Proxmox & kldload
Both run on bare metal. Both support KVM/QEMU. Both have ZFS. Both target homelabs and self-hosted infrastructure. But they're solving different problems — and they can work together.
The honest take: If you want to spin up VMs through a polished GUI with minimal expertise, Proxmox is mature and it works. Use it.
If you want a proper foundation — ZFS all the way down, kernel-level observability, direct GPU access, no vendor costs, fully auditable — kldload on bare metal with the kvm profile gives you a hypervisor with instant ZFS clones, automated snapshots, and DR replication that Proxmox can't match.

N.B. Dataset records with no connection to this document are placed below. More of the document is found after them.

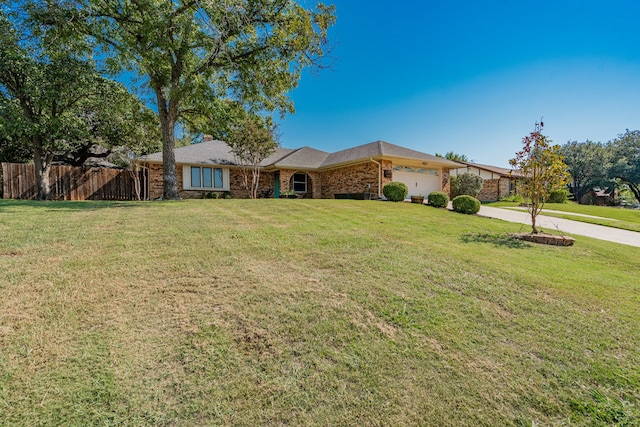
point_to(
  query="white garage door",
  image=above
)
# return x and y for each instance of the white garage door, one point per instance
(419, 181)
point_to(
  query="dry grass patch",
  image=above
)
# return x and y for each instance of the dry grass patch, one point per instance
(311, 312)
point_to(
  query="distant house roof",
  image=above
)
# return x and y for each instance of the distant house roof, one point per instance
(211, 152)
(216, 152)
(495, 169)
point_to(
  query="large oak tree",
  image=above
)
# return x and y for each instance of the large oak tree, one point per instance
(625, 163)
(53, 104)
(196, 53)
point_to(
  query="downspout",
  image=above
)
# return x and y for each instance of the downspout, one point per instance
(379, 176)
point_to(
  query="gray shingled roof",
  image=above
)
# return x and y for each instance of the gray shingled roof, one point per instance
(218, 153)
(382, 149)
(303, 158)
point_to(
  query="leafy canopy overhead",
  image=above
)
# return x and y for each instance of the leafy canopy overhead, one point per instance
(625, 164)
(197, 54)
(588, 163)
(53, 104)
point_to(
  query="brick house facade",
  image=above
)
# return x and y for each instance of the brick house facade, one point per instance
(210, 167)
(496, 182)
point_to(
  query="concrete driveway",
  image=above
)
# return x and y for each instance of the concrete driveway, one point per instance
(609, 234)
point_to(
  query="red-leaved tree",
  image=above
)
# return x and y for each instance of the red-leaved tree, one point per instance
(544, 171)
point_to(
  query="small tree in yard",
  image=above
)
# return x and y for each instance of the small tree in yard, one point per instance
(543, 168)
(251, 141)
(466, 184)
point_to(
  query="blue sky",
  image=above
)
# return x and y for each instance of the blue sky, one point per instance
(472, 76)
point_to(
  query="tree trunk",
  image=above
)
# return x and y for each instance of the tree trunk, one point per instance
(168, 117)
(42, 163)
(635, 190)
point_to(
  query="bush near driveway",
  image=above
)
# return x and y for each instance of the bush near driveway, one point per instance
(438, 199)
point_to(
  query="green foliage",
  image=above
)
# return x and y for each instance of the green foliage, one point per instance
(198, 56)
(395, 191)
(625, 160)
(251, 140)
(588, 164)
(54, 105)
(454, 156)
(544, 171)
(466, 184)
(438, 199)
(513, 197)
(558, 196)
(466, 204)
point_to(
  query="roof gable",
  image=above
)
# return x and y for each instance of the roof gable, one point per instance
(217, 152)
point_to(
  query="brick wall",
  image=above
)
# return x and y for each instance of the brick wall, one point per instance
(236, 187)
(358, 178)
(446, 181)
(314, 182)
(361, 178)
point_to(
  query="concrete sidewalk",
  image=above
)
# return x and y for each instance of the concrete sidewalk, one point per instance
(610, 234)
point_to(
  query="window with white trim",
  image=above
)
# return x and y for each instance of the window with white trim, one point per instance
(205, 178)
(299, 182)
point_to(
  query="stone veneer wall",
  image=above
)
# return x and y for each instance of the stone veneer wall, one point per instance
(489, 191)
(353, 179)
(446, 181)
(236, 187)
(494, 189)
(314, 182)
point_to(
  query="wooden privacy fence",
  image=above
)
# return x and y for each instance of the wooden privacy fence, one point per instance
(72, 183)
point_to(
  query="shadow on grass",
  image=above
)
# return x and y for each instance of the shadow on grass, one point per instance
(70, 205)
(498, 239)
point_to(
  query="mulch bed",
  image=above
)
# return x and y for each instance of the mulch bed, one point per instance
(545, 239)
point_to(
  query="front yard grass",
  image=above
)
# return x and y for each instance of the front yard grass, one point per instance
(626, 219)
(308, 312)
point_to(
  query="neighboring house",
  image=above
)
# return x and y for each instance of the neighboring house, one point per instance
(497, 182)
(601, 197)
(311, 173)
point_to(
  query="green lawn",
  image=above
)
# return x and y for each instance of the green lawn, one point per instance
(627, 219)
(308, 312)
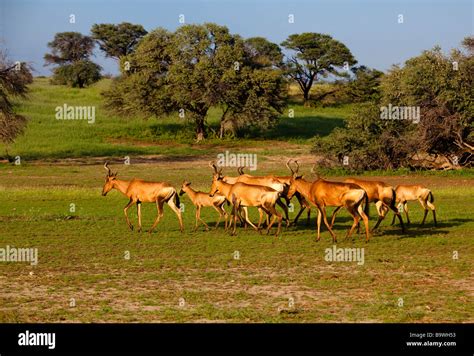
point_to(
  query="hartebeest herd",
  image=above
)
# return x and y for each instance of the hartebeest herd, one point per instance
(267, 192)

Or run both: Proxmox as the management layer, kldload VMs with disk passthrough for workloads that need real ZFS.
What they are
Proxmox VE
A hypervisor platform. Its entire identity is managing VMs and LXC containers through a web UI. The OS underneath is Debian, heavily modified and locked to Proxmox's tooling. ZFS is a storage option — not the foundation.
kldload
A base image factory and operating system. You pick your distro (8 options), root it in ZFS, and select a profile: desktop, server, kvm, storage, ai, or core. The kvm profile gives you a full hypervisor with ZFS zvols, instant clones, automated hourly snapshots, DR replication, and CLI tools (kvm-create, kvm-clone, kvm-snap, kvm-replicate). You own the entire stack.
The comparison
| Proxmox VE | kldload (kvm profile) | |
|---|---|---|
| ZFS | Storage option. Bolted on. Boot environments not native. | The substrate. Boot environments, zvols, snapshots before every change. |
| VM cloning | Linked clone (qcow2 backing file chain). | kvm-clone — ZFS zvol clone, instant, no chain, no dependency. |
| VM snapshots | qcow2 snapshot chain (degrades with depth). | kvm-snap — ZFS snapshot, atomic, unlimited, zero overhead. |
| VM replication | Proxmox replication (cluster required). | kvm-replicate — incremental zfs send to any host over WireGuard. |
| Cost | Free tier exists. Enterprise ~€110/yr/socket. Nag screen. | BSD-3-Clause. Zero. Forever. No nag screen, no phone home. |
| Distro | Debian only (modified). | 8 distros. CentOS, Debian, Ubuntu, Fedora, RHEL, Rocky, Arch, Alpine. |
| GPU | PCI passthrough. IOMMU pain, single-VM binding. | Direct access. Drivers on first boot. Container GPU sharing. |
| Observability | No native eBPF. Need external tools. | eBPF + bcc + bpftrace on first boot. Kernel-level. No SaaS. |
| WireGuard | Supported. Manual setup. | Kernel module. 4-plane mesh. Backplane architecture documented. |
| Offline | Needs internet for most operations. | Full package mirrors baked in. No internet required. |
| Web UI | Excellent. Mature. The best thing about Proxmox. | Installer UI. CLI is the centerpiece: kvm-create/clone/snap/replicate. |
zfs send to any host that speaks ZFS — it doesn't need to be running kldload, doesn't need a cluster, doesn't need any coordination. The VM data is just ZFS — it goes wherever ZFS goes.The recommendation
Three paths, pick one:
Path 1: kldload bare metal with the kvm profile. ZFS talks directly to disks. Best performance. Full kvm-create/clone/snap/replicate tools. This is what the KVM tutorial teaches.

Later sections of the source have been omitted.